First, sorry for the delay on this week's "Crossroads" podcast. We had some technical difficulties, which happens every now and then in the Tower of Babel environment that is the Internet. Every now and then the software gods just don't get along.
The topic of my chat this week with host Todd Wilken (click here to tune that in) was, on one level, the box-office problems of the latest version of "Ben-Hur: A Tale of the Christ." But my earlier post on this topic also focused on the ongoing interest, in the mainstream media, in Hollywood's quest to tap into the "Christian" movie market, in the wake of the $611 million box office haul taken in by Mel Gibson's "The Passion of the Christ."
It's a great story and a very timely one. Basically, the folks behind the new Ben-Hur made a big-budget religion-niche movie, thinking that the young, male, action-movie demographic would show up for the chariot race scene.
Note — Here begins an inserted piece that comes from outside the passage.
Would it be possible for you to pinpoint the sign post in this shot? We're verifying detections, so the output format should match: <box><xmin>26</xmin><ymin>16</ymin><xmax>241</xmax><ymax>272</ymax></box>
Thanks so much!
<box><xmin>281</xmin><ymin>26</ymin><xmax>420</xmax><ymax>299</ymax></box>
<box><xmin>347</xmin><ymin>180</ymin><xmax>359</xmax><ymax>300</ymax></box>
What chariot race scene, you ask? Well, the one that movie scholars -- but not, it's safe to say, today's video-game fanatics -- remember with awe from the 1959 classic.
What were the producers of the new flick thinking?
That would be a great hard-news story, methinks, as opposed to a kind of no-sources analysis thumbsucker like the Atlantic piece I previously discussed.
Well, what do you know? The Los Angeles Times team produced a real news story about this bad, bad summer in Hollywood. The headline: "Hollywood's summer problem? Reboots people don't want."